Diseases / disorders of the eye

Intervention/exposure

Study type

Interventional

Description of intervention(s) / exposure

Selective Laser Trabeculoplasty(SLT): this procedure will use frequency doubled, 1-switched Nd:Yag lasers emitting at 532nm with a pulse duration of 3ns, spot size of 400um and pulse energies ranging from 0.2-1.7mJ, coupled to a slit delivery system with a helium-neon laser (HeNe) aiming system and any mirrored gonio lens that doesn't magnify for all patients randomised to SLT treatment. The laser will be focused on the trabecular meshwork using the HeNe aiming beams and a single laser pulse will be delivered at the 3 o'clockposition. The laser energy will be increased or reduced by 0.1mJ increments until fine 'champagne' bubbles are generated. Initial 180 degrees treatments of approximately 50 applicaiton will be applied. There can be up to 3 SLT treatments administered during the trial depending on the IOP response to treatment. Each procedure will take approximately 30-40 minutes.

Intervention code [1]

Treatment: Devices

Intervention code [2]

Treatment: Surgery

Intervention code [3]

Treatment: Other

Comparator / control treatment

The following types of Ocular Hypotensive eyedrops will be able to be prescribed to those subjects randomised to the topical medication arm:Prostaglandin analogues 1 drop per day (Latanoprost/Xalatan 0.005%, Bimatoprost/Lumigan 0.03%, Travoprost/Travatan 0.004%), beta-blockers 1 drop twice daily (Betagan 2.5mg per mL/5mg per mL, Betoptic 0.25%/0.5%, Tenopt/Timolol 0.25%, 0.5%), alpha-agonists 1 drop twice daily ( Alphagan 0.15%/0.2%), Carbonic anhydrase inhibitors 1 drop twice daily (Azopt 1%, Trusopt 2%), combination eyedrops 1 drop twice daily (combigan 0.2%/0.5%, Cosopt (2%/0.5%, Duotrav (0.004%/0.5%), Xalacom (0.005%/0.5%).
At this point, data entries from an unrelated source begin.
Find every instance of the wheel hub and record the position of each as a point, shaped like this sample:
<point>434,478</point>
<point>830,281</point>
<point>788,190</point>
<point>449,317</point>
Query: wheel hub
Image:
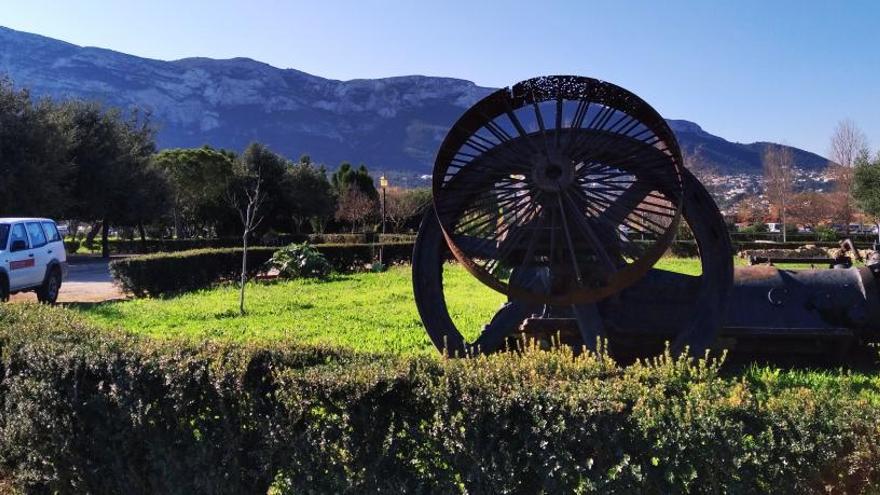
<point>552,171</point>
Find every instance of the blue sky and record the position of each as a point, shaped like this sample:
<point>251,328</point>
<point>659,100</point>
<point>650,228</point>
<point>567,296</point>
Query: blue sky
<point>783,71</point>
All drops will be adminstered indefinitely unless response to treatment is not adequate or side effects not tolerated.

Control group

Active

Outcomes

Primary outcome [1]

Quality of Life scores as assessed by Glaucoma Quality of Life-15 Score, VisQoL Vision-Related Utility Instrument
Score, Quality of Life 36 questionnaire scores

Timepoint [1]

6 weeks post randomisation, 6 months post randomisation, 12 months post randomisation, 18 months post randomisation, 24 months post randomisation

Primary outcome [2]

Costeffectiveness analysis using in-trial cost and effectiveness measures including IOP reduction and glaucoma progression.
Costs assessed will include direct costs such as costs to the patient for the consultations, procedures, eyedrops, and also indirect costs to patients and to society such as lost work productivity, costs to carers. These are assessed through the use of questionnaires including quality of life questionnaires and health services expenditure questionnaires and also through the keeping of expenses diaries and receipts by the patient and the service provider.

Timepoint [2]

6 months post randomisation, 12 months post randomisation, 18 months post randomisation, 24 months post randomisation

Secondary outcome [1]

Intraocular Pressure Reduction as measure by Goldmann tonometry compared to Baseline measurement

Timepoint [1]

6 weeks post randomisation, 6 months post randomisation, 12 months post randomisation, 18 months post randomisation, 24 months post randomisation

Secondary outcome [2]

Safety outcomes as measured by surgical complications, ocular surface disorders, Intraocular pressure of >30mmHG or >30% increase, visual acuity, progression of visual field loss, optic disc changes, development of uveitis, anterior chamber reaction interms of cells and flares.

Timepoint [2]

6 weeks post randomisation, 6 months post randomisation, 12 months post randomisation, 18 months post randomisation, 24 months post randomisation

Eligibility

Key inclusion criteria

Age - minimum 35 years; Newly diagnosed, previously untreated patients with either primary open angle glaucoma or pseudo-exfoliation glaucoma that, in the investigators opinion, warrants treatment; IOP greater or equal to 18mmHg but less than 40mmHg in at least one eye on 2 consecutive visits; Visual Field – mean deviation (MD) values less than -12 dB at baseline; Written informed consent has been obtained.

Minimum age

35 Years

Maximum age

No limit

Sex

Both males and females

Can healthy volunteers participate?

Key exclusion criteria

History or evidence of glaucoma other than primary open angle glaucoma, or pseudo-exfoliation glaucoma; Advanced glaucomatous field loss with MD > -12dB; History of topical or systemic ocular antihypertensive medication usage; Previous intraocular surgery (including glaucoma laser or glaucoma surgery), with the exception of uncomplicated phacoemulsification; Iridotrabecular drainage angle anomalies; Evidence of moderate non-proliferative diabetic retinopathy or worse, neovascularization or rubeosis iridis; Current use of a systemic corticosteroid, epinephrine or clonidine; Patients, who in the opinion of the investigator, will not respond adequately to treatment or who may require glaucoma surgery within the two years of study follow up; Patients who are pregnant or currently breastfeeding; Patient, who has a condition or is in a situation that in the investigator’s opinion may put the patient at significant risk, may confound the study results, or may interfere significantly with the patient’s participation in the study.

Study design

Purpose of the study

Treatment

Allocation to intervention

Randomised controlled trial

Procedure for enrolling a subject and allocating the treatment (allocation concealment procedures)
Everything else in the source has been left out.